Sherrilyn Ifill ’87 and Kenji Yoshino discuss civil rights narratives in a “post-truth” era

Sherrilyn Ifill '87

When the law is used properly, it has the power to create facts, asserted Sherrilyn Ifill ’87, president and director-counsel of the NAACP Legal Defense and Educational Fund (LDF), at the most recent installment of the Center for Diversity, Inclusion, and Belonging’s speaker series. Through courtroom litigation, she continued, lawyers can establish narratives that, if endorsed by judge or jury, become legitimated. Ifill noted that this is a particularly significant power right now, in what she described as the “post-truth” era, in which the political divisions in the US include differences not only in ideology, but also in which sets of facts are accepted as truths or dismissed as “fake news.” In a conversation with Kenji Yoshino, Chief Justice Earl Warren Professor of Constitutional Law and the center’s director, Ifill addressed how the law can be used to shape and preserve civil rights narratives, even the midst of what she called today’s “narrative crisis.”

“There are a set of powerful narratives that have come to define this country in important ways,” Ifill said, referring to the racial justice narratives that emerged from the civil rights movement, such as the stories of the Freedom Rides, the Montgomery bus boycott, and the march across Edmund Pettus Bridge in Selma, Alabama. These stories “were created by the real-life engagement of black people who said, ‘We’re not going to accept this anymore,’” Ifill said, explaining that the narrative built by these stories became the dominant understanding of the civil rights movement.

That narrative was so powerful, she continued, that it has been hard for civil rights lawyers to imagine that there might come a time when these civil rights stories would not prevail in the public consciousness. “But other people were creating other narratives,” Ifill said. “And now we’ve reached a culminating phase where there are just false narratives… and this is where law becomes most important.”

Kenji Yoshino

Yoshino agreed, stating, “There’s never been a more important time to be a lawyer.” Adding that both he and Ifill often appear on television news programs to discuss political and legal issues, Yoshino highlighted the difference between a lawyer’s ability to build a factual narrative in the courtroom and an advocate’s ability to establish a set of facts on a television news panel. In particular, Yoshino recalled participating in a television segment in which he debated an opponent of marriage equality. He remarked that his interlocutor made a factually incorrect claim just before the segment ended, leaving Yoshino no time to make a rebuttal. “In media,” Yoshino said, “you only have a nanosecond to make your point.”

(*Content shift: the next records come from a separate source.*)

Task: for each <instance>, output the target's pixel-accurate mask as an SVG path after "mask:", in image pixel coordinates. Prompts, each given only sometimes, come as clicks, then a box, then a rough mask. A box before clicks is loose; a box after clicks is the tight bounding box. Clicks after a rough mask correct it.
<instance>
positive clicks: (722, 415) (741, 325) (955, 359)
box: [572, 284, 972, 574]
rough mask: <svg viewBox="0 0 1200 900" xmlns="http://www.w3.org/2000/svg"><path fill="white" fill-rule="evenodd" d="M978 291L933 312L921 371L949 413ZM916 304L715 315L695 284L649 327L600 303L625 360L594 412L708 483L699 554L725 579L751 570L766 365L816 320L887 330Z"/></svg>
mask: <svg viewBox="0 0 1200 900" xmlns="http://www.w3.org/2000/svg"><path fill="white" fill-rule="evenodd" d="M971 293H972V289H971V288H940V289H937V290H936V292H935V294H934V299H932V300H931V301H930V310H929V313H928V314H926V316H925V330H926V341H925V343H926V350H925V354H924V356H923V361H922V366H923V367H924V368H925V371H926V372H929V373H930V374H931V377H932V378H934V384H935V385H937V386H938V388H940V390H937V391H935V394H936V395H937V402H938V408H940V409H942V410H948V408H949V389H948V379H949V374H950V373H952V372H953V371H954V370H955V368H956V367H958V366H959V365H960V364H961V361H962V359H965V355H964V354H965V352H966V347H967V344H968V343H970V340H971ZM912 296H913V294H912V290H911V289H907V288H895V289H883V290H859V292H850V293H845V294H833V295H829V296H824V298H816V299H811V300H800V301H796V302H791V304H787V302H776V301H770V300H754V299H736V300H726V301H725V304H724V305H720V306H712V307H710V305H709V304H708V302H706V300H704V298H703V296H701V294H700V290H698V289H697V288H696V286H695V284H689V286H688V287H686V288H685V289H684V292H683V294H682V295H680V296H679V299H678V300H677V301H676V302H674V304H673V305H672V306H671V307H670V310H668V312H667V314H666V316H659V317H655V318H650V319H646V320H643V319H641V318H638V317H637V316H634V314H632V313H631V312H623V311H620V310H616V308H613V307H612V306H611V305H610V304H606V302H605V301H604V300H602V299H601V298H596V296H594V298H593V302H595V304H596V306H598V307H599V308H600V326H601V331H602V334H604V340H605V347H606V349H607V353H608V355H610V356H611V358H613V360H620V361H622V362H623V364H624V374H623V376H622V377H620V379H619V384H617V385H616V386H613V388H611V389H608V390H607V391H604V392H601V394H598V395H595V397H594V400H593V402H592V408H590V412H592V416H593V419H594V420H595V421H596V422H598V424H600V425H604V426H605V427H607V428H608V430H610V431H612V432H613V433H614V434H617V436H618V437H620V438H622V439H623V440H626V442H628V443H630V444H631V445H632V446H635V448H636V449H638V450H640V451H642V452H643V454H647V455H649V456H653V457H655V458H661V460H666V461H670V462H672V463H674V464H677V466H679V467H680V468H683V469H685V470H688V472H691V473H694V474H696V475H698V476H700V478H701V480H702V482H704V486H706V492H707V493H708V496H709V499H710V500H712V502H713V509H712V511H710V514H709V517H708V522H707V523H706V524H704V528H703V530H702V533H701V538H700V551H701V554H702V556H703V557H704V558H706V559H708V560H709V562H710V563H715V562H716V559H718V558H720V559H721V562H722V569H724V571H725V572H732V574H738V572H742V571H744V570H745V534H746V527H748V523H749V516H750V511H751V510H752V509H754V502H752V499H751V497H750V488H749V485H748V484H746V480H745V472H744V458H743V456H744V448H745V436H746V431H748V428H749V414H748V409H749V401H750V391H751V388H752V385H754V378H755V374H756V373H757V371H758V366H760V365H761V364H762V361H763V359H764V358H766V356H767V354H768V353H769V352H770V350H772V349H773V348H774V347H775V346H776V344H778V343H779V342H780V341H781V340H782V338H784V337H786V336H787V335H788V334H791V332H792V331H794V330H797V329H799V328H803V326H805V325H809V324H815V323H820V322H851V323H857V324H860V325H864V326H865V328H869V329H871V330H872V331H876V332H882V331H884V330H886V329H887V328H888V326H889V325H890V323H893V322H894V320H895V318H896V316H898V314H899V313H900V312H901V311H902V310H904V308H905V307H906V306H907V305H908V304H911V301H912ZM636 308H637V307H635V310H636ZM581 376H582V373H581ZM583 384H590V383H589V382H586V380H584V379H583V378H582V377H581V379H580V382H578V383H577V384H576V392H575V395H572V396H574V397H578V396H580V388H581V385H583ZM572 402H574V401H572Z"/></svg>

In contrast to the hurriedness of debates between television pundits, both Ifill and Yoshino noted that through the process of litigation, lawyers are able to take more time to provide their facts—and challenge their opponents’ arguments. Ifill gave as an example the Texas voter ID law that NAACP LDF has repeatedly contested in court. On television, both sides of the argument about voter ID are often given equal weight, but in the courtroom, the NAACP LDF has been able to make and win the case four times. “We can prove that 600,000 people in Texas are disenfranchised by the voter ID law,” Ifill said, “and they can’t prove that there’s any widespread voter fraud.”

Ifill emphasized that it is extremely important for all lawyers—whether they are trial attorneys or sitting judges—to have the ability to probe and review the narrative assumptions that they make, even about their own lives. She pointed to those who believe that their families achieved economic success solely through hard work, who might not realize that that the US government enabled their parents’ economic stability through the GI Bill, 1944 legislation that helped veterans attend college and purchase homes. Because most black Americans were excluded from the housing provisions of that bill, it contributed to the wealth disparity between white and black populations in the post-war era. “We need to recognize the ways in which we are none of us here by our own personal merit, but by the work of people who came before,” Ifill said.

In recognizing the work of past civil rights advocates, Ifill contended that it is also imperative for lawyers today to recognize that the narrative of civil rights is not one in a “sepia-toned” past. “There is an existing apparatus designed to oppress, just as that apparatus was designed to oppress 60 years ago,” she said. Particularly at this moment in American politics, she added, “There is a political structure that is quite interested in reinforcing that apparatus—and so it’s a very dangerous moment indeed.”